Ok, I discovered that a subset of samples did work (24 out of 96):
Ok, I’m not sure why the rest didn’t work, I’m just going to rerun them now:
#!/usr/bin/env bash
# Define directories
and="/scratch/projects/and_transcriptomics"
project="and_transcriptomics"
projdir="${and}/reciprocaltransplant"
readsdir="${projdir}/raw_seq_files/trimmed_cutadapt"

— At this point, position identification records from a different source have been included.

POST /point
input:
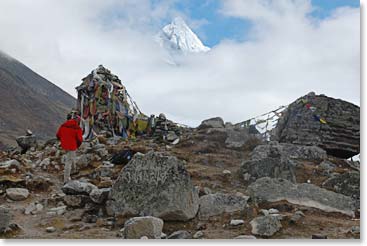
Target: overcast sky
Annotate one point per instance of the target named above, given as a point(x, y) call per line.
point(264, 53)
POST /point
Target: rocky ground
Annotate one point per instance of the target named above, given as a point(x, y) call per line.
point(214, 184)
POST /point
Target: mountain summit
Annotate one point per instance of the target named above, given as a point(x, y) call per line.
point(178, 37)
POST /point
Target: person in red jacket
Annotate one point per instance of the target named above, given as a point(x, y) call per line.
point(71, 137)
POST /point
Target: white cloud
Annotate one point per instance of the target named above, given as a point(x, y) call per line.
point(288, 54)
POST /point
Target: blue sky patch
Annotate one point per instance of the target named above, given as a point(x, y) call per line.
point(219, 27)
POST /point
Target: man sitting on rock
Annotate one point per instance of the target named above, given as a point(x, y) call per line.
point(71, 137)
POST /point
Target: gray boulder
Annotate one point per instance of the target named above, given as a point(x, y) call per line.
point(76, 201)
point(99, 195)
point(265, 225)
point(274, 190)
point(278, 160)
point(240, 137)
point(138, 227)
point(182, 234)
point(216, 122)
point(5, 218)
point(9, 164)
point(218, 203)
point(76, 187)
point(327, 167)
point(340, 136)
point(278, 167)
point(292, 151)
point(17, 194)
point(155, 184)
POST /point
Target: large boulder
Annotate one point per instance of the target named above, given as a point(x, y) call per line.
point(216, 122)
point(155, 184)
point(240, 137)
point(138, 227)
point(76, 187)
point(275, 190)
point(277, 160)
point(268, 167)
point(265, 225)
point(292, 151)
point(5, 218)
point(218, 203)
point(339, 136)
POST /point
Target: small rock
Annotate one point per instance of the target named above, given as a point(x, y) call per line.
point(212, 123)
point(30, 208)
point(296, 217)
point(99, 195)
point(264, 212)
point(17, 194)
point(198, 234)
point(75, 187)
point(355, 230)
point(76, 201)
point(57, 210)
point(9, 164)
point(218, 203)
point(227, 172)
point(182, 234)
point(50, 229)
point(265, 225)
point(245, 237)
point(237, 222)
point(201, 226)
point(5, 219)
point(138, 227)
point(273, 211)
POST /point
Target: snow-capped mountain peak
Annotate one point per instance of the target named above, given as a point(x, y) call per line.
point(178, 36)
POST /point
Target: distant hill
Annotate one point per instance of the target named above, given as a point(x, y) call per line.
point(29, 101)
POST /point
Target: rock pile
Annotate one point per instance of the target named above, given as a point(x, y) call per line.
point(275, 190)
point(105, 105)
point(332, 124)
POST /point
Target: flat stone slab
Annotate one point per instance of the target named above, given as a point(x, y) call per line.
point(218, 203)
point(309, 195)
point(155, 184)
point(148, 226)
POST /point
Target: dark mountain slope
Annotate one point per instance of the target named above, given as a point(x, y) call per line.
point(29, 101)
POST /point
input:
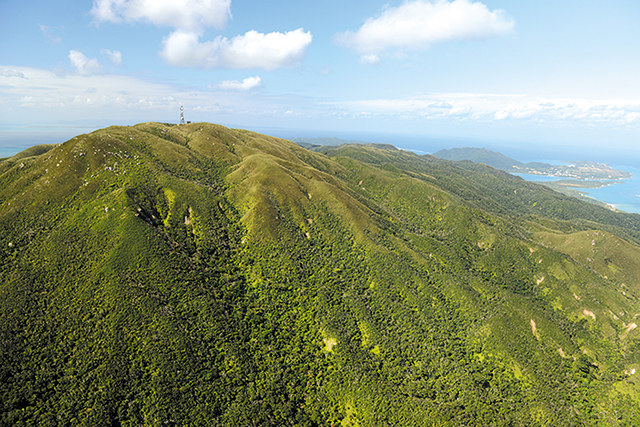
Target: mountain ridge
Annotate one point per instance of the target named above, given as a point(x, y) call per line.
point(201, 275)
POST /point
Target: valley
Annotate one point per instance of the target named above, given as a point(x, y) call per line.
point(199, 275)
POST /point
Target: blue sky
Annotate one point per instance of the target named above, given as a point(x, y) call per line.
point(526, 73)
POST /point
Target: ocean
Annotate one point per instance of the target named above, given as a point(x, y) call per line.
point(624, 195)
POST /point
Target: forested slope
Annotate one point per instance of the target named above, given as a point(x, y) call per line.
point(198, 275)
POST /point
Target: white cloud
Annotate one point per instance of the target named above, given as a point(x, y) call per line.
point(190, 15)
point(419, 24)
point(49, 33)
point(114, 55)
point(251, 50)
point(246, 84)
point(84, 65)
point(370, 59)
point(11, 72)
point(43, 95)
point(503, 108)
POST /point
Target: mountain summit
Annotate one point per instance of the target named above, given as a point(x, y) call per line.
point(198, 275)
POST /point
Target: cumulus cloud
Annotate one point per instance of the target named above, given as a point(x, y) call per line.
point(11, 72)
point(251, 50)
point(246, 84)
point(114, 55)
point(419, 24)
point(50, 33)
point(370, 59)
point(191, 15)
point(84, 65)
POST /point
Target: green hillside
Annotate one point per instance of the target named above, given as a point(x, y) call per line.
point(198, 275)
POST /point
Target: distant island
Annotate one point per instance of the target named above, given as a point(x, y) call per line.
point(581, 170)
point(574, 175)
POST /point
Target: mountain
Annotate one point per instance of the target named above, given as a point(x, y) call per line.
point(197, 275)
point(479, 155)
point(577, 170)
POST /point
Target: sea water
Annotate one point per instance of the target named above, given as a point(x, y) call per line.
point(623, 194)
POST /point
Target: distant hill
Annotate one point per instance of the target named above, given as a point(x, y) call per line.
point(576, 170)
point(316, 142)
point(197, 275)
point(479, 155)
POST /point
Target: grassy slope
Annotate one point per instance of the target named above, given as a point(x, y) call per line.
point(196, 274)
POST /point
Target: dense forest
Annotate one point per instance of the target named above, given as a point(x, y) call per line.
point(196, 275)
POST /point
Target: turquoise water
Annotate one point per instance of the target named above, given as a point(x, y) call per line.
point(624, 195)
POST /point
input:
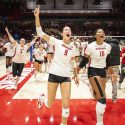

logdir="${projdir}/logs/sortmeRNA"
sortdir="${projdir}/raw_seq_files/sortmerna"
scriptdir="${projdir}/scripts/sortmerna"
# Make sure scriptdir and logdir exist
mkdir -p "${scriptdir}" "${logdir}"
# Loop through R1 trimmed reads
cd "${readsdir}" || exit
for r1 in *_R1.trimmed.fastq.gz; do
base="${r1%_R1.trimmed.fastq.gz}"
# Check if the SortMeRNA out folder exists and has files
out_folder="${sortdir}/${base}/out"
if [ -d "$out_folder" ] && [ "$(ls -A "$out_folder" 2>/dev/null)" ]; then
echo "Skipping ${base} (output already exists)"
continue
fi
# Write the LSF job script
cat <<EOF > "${scriptdir}/${base}_sortmeRNA.job"
#!/usr/bin/env bash
#BSUB -P ${project}
#BSUB -J ${base}_sortmeRNA
#BSUB -e ${logdir}/${base}_sortmeRNA.err
#BSUB -o ${logdir}/${base}_sortmeRNA.out
#BSUB -q normal
#BSUB -n 8
#BSUB -W 48:00
#BSUB -R "rusage[mem=6000]"
# Clean up old SortMeRNA outputs for this sample
rm -rf ${projdir}/raw_seq_files/sortmerna/${base}/kvdb
cd "${readsdir}"
${and}/programs/sortmerna-4.3.6-Linux/bin/sortmerna \
--ref ${and}/programs/sortmerna-4.3.6-Linux/database/smr_v4.3_default_db.fasta \
--reads ${readsdir}/${base}_R1.trimmed.fastq.gz \
--reads ${readsdir}/${base}_R2.trimmed.fastq.gz \
--aligned ${sortdir}/${base}/${base}_rRNA \
--other ${sortdir}/${base}/${base}_non_rRNA \
--fastx --blast --out2 --sout \
--workdir ${sortdir}/${base}
EOF
# Submit the job
bsub < "${scriptdir}/${base}_sortmeRNA.job"
done
Ok, this didn’t work again. This time the error was “std::out_of_range / stoi”. Apparently, ChatGPT is saying that version 4.3.6 of SortMeRNA is known to have a bug to cause crashes if there are any differences between reads 1 and 2 that it can’t parse, I guess even if the length differ by 1 base pair. I checked my MultiQC report and I don’t think that’s the issue. But ChatGPT recommended removing these flags --blast, --out2, --sout and trying again. Otherwise, I may need to downgrade to a previous version of SortMeRNA.